Eugene Lim, key executive officer at ERA Realty Network, said he expects prices to remain stable for now, and that prices will moderate once cash-over-valuation (COV) transactions moderate.

According to ERA Research, overall median COV rose 11.67 per cent quarter on quarter to hit $33,500 in the fourth quarter.
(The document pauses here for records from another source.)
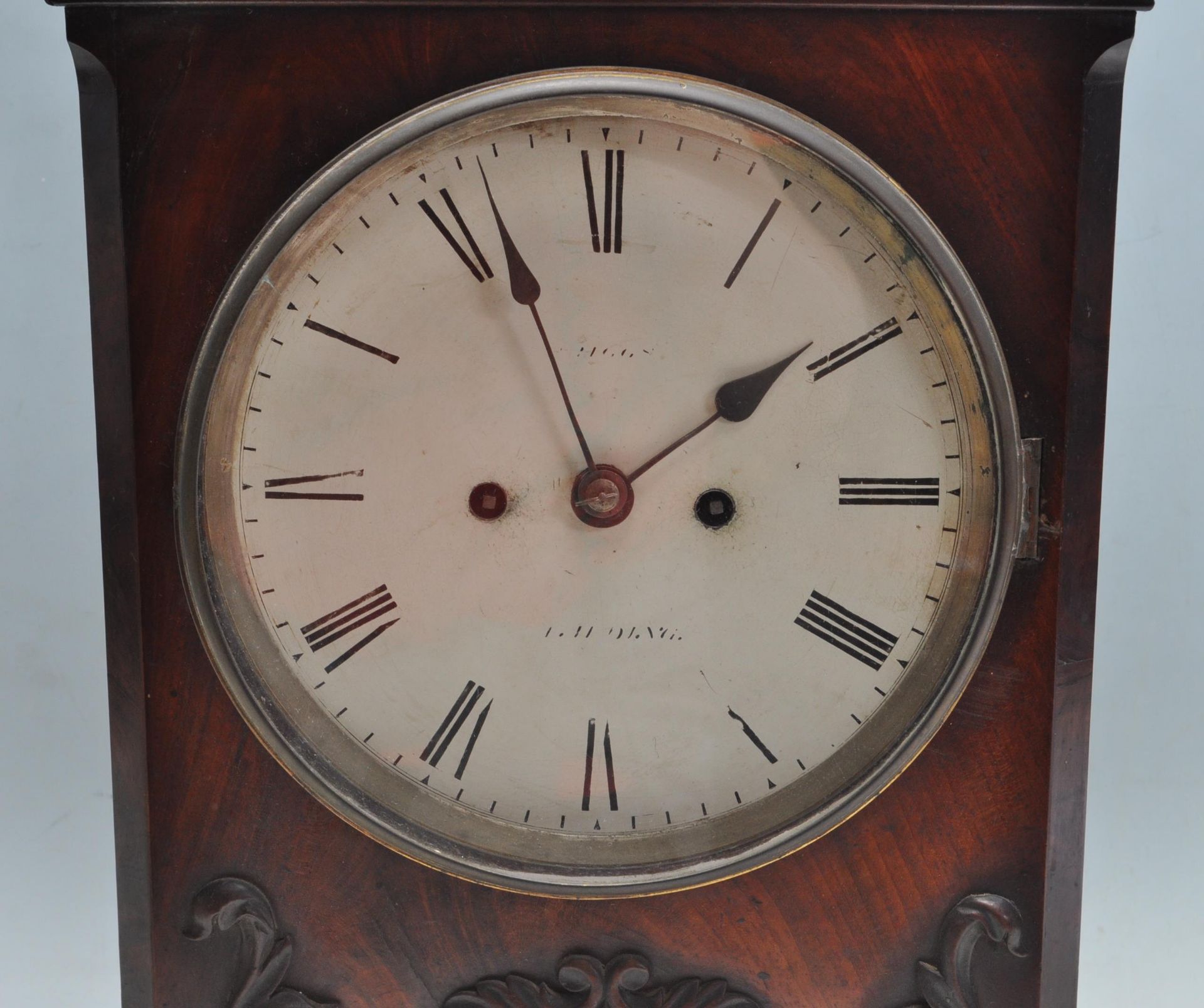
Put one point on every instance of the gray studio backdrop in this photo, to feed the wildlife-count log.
(1143, 927)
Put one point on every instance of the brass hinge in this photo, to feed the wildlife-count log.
(1031, 502)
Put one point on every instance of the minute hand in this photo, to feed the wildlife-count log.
(525, 290)
(735, 401)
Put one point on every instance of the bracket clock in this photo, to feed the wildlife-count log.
(600, 501)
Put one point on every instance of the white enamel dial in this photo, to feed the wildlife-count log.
(389, 479)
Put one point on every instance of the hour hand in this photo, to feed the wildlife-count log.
(735, 401)
(525, 290)
(524, 286)
(738, 399)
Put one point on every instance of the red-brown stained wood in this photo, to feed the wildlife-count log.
(223, 112)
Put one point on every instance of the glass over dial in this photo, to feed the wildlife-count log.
(601, 489)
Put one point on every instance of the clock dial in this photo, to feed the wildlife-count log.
(598, 491)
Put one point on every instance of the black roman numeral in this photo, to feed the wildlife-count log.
(304, 495)
(452, 725)
(844, 629)
(348, 619)
(752, 737)
(342, 337)
(484, 271)
(850, 352)
(612, 206)
(589, 767)
(890, 490)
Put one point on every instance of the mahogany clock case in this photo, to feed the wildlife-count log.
(1000, 119)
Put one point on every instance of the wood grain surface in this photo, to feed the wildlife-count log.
(221, 113)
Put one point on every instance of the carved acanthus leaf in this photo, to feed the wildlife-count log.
(589, 983)
(229, 904)
(981, 916)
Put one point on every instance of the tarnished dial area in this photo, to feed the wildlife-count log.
(599, 470)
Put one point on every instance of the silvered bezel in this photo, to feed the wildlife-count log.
(430, 828)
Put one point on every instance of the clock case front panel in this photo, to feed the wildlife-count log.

The median COV for a five-room flat was $38,000, up 15.15 per cent from the previous quarter, while COV for a four-room flat rose 16.67 per cent to $35,000.

Resale transactions in the fourth quarter fell by about 14 per cent, from 6,560 cases in the third quarter to 5,631. For the full year of 2012, the total number of resale transactions was 25,094, a slight increase of about 2 per cent over 2011.

HDB said the cooling measures announced by the government on Jan 11 will help to moderate demand for HDB flats and stabilise resale prices.

In addition, some 110,000 new flats will also be completed in the coming years. "HDB has ramped up its Build-To-Order (BTO) supply significantly over the past few years and we will keep up the pace of new flat supply into 2013. Coupled with the new cooling measures, this will help keep public housing affordable for Singaporeans," said HDB in a statement.

It plans to launch at least 23,000 BTO flats this year. The first batch of 3,346 BTO flats in Ang Mo Kio, Choa Chu Kang, Hougang, Kallang/Whampoa, Tampines and Yishun will be offered for sale later this month.